SUTTON, a township, in the parishes of BurghWallis and Campsall, union of Doncaster, Upper division of the wapentake of Osgoldcross, W. riding of York, 6¼ miles (N. by W.) from Doncaster; containing 133 inhabitants. It comprises by computation 730 acres. Rent-charges as commutations for the tithes have been awarded, namely, one of £113. 6. 8. to the impropriator, and one of £22. 13. 4. to the rector of Burgh-Wallis, who has also a glebe here of 24¼ acres. In 1723, Mrs. Middleton bequeathed 3½ acres of land for the poor.

Sutton

SUTTON, a township, in the parish of Kildwick, union of Keighley, E. division of the wapentake of Staincliffe and Ewcross, W. riding of York, 5 miles (W. N. W.) from Keighley; containing 1292 inhabitants. The township comprises by computation 2650 acres; a moor of nearly 1000 acres was inclosed in 1815, and a considerable portion of it has been brought into cultivation.
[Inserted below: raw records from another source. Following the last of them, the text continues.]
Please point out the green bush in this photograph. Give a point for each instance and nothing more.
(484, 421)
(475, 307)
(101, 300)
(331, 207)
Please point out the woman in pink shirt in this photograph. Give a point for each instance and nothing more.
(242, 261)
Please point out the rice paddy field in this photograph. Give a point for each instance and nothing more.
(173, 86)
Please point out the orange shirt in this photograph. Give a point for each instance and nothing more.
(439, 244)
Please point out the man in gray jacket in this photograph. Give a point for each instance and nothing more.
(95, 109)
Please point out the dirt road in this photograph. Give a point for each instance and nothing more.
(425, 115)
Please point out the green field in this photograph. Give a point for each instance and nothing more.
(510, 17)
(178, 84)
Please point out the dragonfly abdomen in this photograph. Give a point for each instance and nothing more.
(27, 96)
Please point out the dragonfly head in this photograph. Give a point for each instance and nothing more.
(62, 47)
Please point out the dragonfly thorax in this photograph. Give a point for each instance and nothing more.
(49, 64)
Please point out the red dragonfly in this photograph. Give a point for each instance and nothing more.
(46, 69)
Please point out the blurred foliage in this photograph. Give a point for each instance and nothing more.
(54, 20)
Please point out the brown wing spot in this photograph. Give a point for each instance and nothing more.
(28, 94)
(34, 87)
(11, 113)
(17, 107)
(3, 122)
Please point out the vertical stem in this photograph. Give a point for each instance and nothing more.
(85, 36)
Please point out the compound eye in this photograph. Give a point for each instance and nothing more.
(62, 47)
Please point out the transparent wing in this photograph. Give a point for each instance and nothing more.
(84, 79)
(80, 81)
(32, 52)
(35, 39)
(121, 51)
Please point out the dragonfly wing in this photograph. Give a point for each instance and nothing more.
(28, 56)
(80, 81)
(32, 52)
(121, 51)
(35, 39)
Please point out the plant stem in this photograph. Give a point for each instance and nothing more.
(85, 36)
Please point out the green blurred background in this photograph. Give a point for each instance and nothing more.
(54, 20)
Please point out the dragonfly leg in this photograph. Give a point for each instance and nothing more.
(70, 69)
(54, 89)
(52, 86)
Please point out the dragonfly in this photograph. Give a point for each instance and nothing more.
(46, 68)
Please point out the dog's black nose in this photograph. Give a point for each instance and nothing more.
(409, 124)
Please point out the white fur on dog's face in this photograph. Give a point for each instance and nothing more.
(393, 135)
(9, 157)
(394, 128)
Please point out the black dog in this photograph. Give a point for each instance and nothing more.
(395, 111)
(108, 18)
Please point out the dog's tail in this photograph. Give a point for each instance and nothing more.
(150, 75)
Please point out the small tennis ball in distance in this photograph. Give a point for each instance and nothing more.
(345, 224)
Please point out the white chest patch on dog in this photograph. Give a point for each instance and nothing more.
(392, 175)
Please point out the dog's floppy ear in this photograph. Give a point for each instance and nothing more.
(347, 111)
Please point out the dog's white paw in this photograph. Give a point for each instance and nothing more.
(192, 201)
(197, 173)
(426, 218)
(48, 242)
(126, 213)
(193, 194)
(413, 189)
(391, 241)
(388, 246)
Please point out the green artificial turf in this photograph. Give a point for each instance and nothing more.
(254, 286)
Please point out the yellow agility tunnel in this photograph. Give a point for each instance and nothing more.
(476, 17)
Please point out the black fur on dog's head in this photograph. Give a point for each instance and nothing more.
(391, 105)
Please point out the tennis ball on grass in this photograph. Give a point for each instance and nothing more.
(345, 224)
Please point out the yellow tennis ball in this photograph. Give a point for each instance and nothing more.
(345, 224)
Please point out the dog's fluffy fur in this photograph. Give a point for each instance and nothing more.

The inhabitants are chiefly employed in the manufacture of worsted stuffs, which is carried on extensively in a factory belonging to Messrs. Thomas Bairston and Brothers, of Royds Hill. The village is neatly built of stone. A rent-charge of £33 has been awarded as a commutation for the vicarial tithes, and one of £46. 18. 6. for the appropriate, payable to the Dean and Chapter of Christ-Church, Oxford. There is a place of worship for Baptists.

Sutton-At-Hone (St. John the Baptist)

SUTTON-AT-HONE (St. John the Baptist), a parish, in the union of Dartford, hundred of Axton, Dartford, and Wilmington, lathe of Sutton-atHone, W. division of Kent, 2½ miles (S. by E.) from Dartford; containing, with the hamlet of Swanley, 1128 inhabitants. This parish, from which the lathe derives its name, is pleasantly situated on the river Darent, and is intersected by the road from Dartford to Seven-Oaks. It comprises 3587 acres, whereof 408 are in wood. The village, on the bank of the river, has an interesting appearance, and the surrounding scenery is agreeably diversified, and enlivened with some good houses, among which are Sutton Place and St. John's, the latter occupying the site of an ancient commandery. Near the northern extremity of the parish is Hawley House, a mansion of considerable antiquity. The paper manufacture is carried on. The living is a vicarage, valued in the king's books at £10; net income, £519; patrons and appropriators, the Dean and Chapter of Rochester. There is a vicarage-house, with a glebe of 22 acres. The church, an ancient structure with some portions in the decorated English style, was partly burnt down in 1615, having been accidentally fired by some persons while shooting bats. Here are places of worship for Baptists and Wesleyans; also an almshouse founded by Katherine Wrott, in 1596. Jeffrey Fitz-Piers, Earl of Essex, in the reign of Richard I. or of John, gave his estates in the parish, for the establishment and endowment of an hospital for three chaplains and thirteen brethren; and about the same time, Robert Basinge granted the manor to the Knights Hospitallers of St. John of Jerusalem.